Besonders für Hans Lenk. Seine große Liebe Ulla lebt nur wenige Kilometer entfernt auf der anderen Seite des Ratzeburger Sees. In der DDR. Geografisch zum Greifen nah, politisch zunehmend unerreichbar.
So kämpft die Mannschaft nicht nur gegen die Uhr und die körperliche Erschöpfung. Alte Schuldfragen, gesellschaftliche Erwartungen und ideologische Gräben sitzen gewissermaßen mit im Boot.

©Majestic/Tom Salt

Und vielleicht liegt genau darin der Reiz dieser Geschichte: Während sich ein Land noch fragt, was es eigentlich sein möchte, versucht eine Gruppe junger Männer herauszufinden, was aus ihr werden kann.
Karl Adam glaubt jedenfalls an sie. Unbeirrbar formt er aus seinen Außenseitern eine Einheit, die irgendwann tatsächlich größer wird als die Summe ihrer Teile. Bis schließlich bei den Olympischen Spielen 1960 ein Achter am Start liegt, dem lange kaum jemand etwas zugetraut hatte.

Der Rest ist – im wahrsten Sinne des Wortes – Sportgeschichte.

Auch vor der Kamera hat Regisseur Hannu Salonen eine interessante Mannschaft zusammengestellt. Oliver Masucci übernimmt die Rolle des eigenwilligen Rudertrainers Karl Adam. Felix Kammerer spielt Hans Lenk, den nachdenklicheren Kopf innerhalb des Teams. Dazu kommen Svenja Jung und Leonard Kunz, der als vaterloser Hitzkopf Rulffs im Boot sitzt.

Salonen selbst beschreibt den Reiz des Stoffes als Zusammenspiel mehrerer Ebenen: Sportgeschichte, emotionales Underdog-Drama und das Porträt eines Landes im Übergang. Eine Bundesrepublik, die nach vorne will, während die Vergangenheit noch überall unter der Oberfläche liegt und die Teilung Deutschlands immer konkreter wird.

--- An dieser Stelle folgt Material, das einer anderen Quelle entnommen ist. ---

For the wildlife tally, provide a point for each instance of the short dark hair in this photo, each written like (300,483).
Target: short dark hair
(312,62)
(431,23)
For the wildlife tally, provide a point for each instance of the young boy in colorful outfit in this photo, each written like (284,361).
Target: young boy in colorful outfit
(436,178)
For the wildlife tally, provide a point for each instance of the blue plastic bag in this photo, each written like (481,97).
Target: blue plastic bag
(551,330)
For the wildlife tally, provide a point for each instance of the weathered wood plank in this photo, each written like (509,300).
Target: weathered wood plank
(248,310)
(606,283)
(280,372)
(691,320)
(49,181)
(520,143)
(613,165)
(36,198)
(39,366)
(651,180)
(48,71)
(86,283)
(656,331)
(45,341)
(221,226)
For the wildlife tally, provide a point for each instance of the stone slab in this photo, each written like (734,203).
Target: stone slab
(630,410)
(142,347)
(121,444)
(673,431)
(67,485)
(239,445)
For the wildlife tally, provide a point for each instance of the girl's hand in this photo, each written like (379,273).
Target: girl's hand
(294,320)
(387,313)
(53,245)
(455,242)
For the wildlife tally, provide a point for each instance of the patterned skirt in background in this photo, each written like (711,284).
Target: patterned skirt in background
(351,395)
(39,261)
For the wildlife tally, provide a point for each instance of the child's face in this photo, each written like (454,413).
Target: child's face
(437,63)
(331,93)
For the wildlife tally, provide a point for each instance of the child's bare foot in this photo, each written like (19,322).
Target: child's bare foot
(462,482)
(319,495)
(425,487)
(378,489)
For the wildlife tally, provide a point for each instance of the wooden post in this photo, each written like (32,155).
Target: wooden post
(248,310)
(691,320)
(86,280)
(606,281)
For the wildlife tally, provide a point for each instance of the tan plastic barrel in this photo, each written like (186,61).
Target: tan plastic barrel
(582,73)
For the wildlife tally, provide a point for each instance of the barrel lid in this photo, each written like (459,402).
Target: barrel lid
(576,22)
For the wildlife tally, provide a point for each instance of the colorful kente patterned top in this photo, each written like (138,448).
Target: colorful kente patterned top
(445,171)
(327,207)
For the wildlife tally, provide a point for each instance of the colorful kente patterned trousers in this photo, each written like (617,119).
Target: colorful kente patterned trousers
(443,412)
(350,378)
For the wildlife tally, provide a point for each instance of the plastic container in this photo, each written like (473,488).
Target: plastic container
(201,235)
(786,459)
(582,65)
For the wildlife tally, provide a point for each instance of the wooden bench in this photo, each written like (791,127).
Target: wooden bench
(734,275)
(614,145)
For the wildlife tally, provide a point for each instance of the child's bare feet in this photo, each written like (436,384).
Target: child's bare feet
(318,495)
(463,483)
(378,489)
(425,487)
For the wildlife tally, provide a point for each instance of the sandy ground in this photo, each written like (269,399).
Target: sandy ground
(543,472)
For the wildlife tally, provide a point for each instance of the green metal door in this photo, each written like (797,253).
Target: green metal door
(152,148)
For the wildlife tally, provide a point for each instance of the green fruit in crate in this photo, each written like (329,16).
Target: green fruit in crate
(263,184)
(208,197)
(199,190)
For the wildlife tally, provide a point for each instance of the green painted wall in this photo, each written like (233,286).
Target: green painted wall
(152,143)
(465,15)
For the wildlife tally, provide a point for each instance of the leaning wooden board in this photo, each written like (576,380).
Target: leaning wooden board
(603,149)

Das klingt zunächst nach ziemlich viel Gepäck für einen Ruder-Achter. Aber vielleicht ist gerade das der Punkt. Denn die besten Sportfilme handeln am Ende selten nur vom Sport. Sie handeln davon, warum Menschen überhaupt antreten. Vom Scheitern und Weitermachen. Vom Vertrauen. Davon, seinen Rhythmus zu finden – und davon, dass acht starke Einzelne noch lange keinen schnellen Achter ergeben. Dafür müssen plötzlich alle in dieselbe Richtung ziehen.

Ob Adams Acht am Ende tatsächlich großes Erzählkino wird, werden wir natürlich erst nach dem Kinobesuch wissen. Die Zutaten jedenfalls stimmen neugierig: eine bemerkenswerte wahre Geschichte, ein starkes Ensemble, die Atmosphäre der späten 50er-Jahre, deutsch-deutsche Geschichte – und eine Sportart, die auf der großen Leinwand nicht unbedingt zum üblichen Personal gehört. Allein das ist für uns schon ein guter Grund, genauer hinzuschauen.

Der Film startet am 17. September 2026 bundesweit in den Kinos. Und vielleicht haben wir ja den einen oder anderen von euch neugierig gemacht. Auf Karl Adam. Auf diese acht Männer. Und auf die Frage, wie weit man kommen kann, wenn plötzlich alle im selben Takt ziehen.